Blowfish decryption in Ruby, revisited
Posted by Daniel Brahneborg on 2007 March 14
I wrote earlier about my struggles to get decryption to work in Ruby. Today I got it working, with good performance.
The solution was to write a Ruby extension in C, calling the Blowfish and AES functions in the OpenSSL library directly. Converting from Ruby types to C types and back is easy, so the process of figuring out how to do it, writing the code and tweaking it until the test suite passed again, took less than a day. Now time is measured in seconds again.
The thing that surprised me the most was when I changed decryption of file names and other short strings, to also use the C version. This gave yet another performance boost, cutting the time for the test suite from 5-6 seconds to less than 1. If nothing else, it shows that Ruby needs to get faster.

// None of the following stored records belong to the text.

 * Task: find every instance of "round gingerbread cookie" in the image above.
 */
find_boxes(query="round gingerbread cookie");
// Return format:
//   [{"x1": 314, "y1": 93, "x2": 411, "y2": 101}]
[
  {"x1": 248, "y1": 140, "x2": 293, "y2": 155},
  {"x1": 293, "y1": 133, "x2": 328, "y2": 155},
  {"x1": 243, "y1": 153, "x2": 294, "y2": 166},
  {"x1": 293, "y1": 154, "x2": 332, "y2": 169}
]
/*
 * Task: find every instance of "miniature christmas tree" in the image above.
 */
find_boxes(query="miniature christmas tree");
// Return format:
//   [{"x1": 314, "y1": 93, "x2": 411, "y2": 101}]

Andra bloggar intressant om: programmering, ruby, kryptering.

supersaurus said
I don’t know exactly what you are doing but below is what I did. using the module below to extend an EzCrypto::Key I can encrypt a 20MB binary file in 3-4 seconds instead of 1 hour+ as with pure ruby solutions.
module EzCrypto_extension
# for both methods
# src can be a file, a StringIO
# or anything that responds to a read
# target can be a string, a file
# or anything that responds to “aes-128-cbc”) # blowfish, etc also work
# add methods to the key
key.extend(EzCrypto_extension)
# use the new methods
key.decrypt_stream(infile,outfile)
# or
key.encrypt_stream(infile,outfile)
supersaurus said
well, I don’t know what happened there, but part of the post disappeared. here is the module again:
#class EzCrypto::Key
module EzCrypto_extension
# for both methods
# src can be a file, a StringIO
# or anything that responds to a read
# target can be a string, a file
# or anything that responds to
supersaurus said
well, that didn’t work, let’s try tags
#class EzCrypto::Key
module EzCrypto_extension
# for both methods
# src can be a file, a StringIO
# or anything that responds to a read
# target can be a string, a file
# or anything that responds to
supersaurus said
I guess your blogware just doesn’t like ruby code, sorry, that’s it for me.
Daniel Brahneborg said
Thanks, I guess there is some code that actually works. If you have the time, please email me that code snippet. It would be great not having to use C code.
Jim said
I would also be very interested in getting this too work.
ezcrypto fails on files bigger that 256 bytes (well it does how I’m doing it):(
And the crypto gem is way too slow for me.
I will probably have to embed my C code too, not an ideal solution.
Allen Taylor said
Did you guys every get a working solution for ruby blowfish encryption? Is so, can you email me what you found?
Thanks,
Allen
Daniel Brahneborg said
No, I didn’t. We stayed with the C version.
Sebastian said
Hi
I would love to see the c-extension you wrote!
I have to do encryption in a module and have to create a c extension to hide the key!
The link above only gets me to a page about writing c-extensions…
Best regards
Sebastian
Daniel Brahneborg said
Sebastian: If you follow the instructions on that page and make sure you understand what is going on, you’ll be done in no time. For me, as I said, it took less than a day.
Still, I’ll check if I can post the code, but don’t count on it.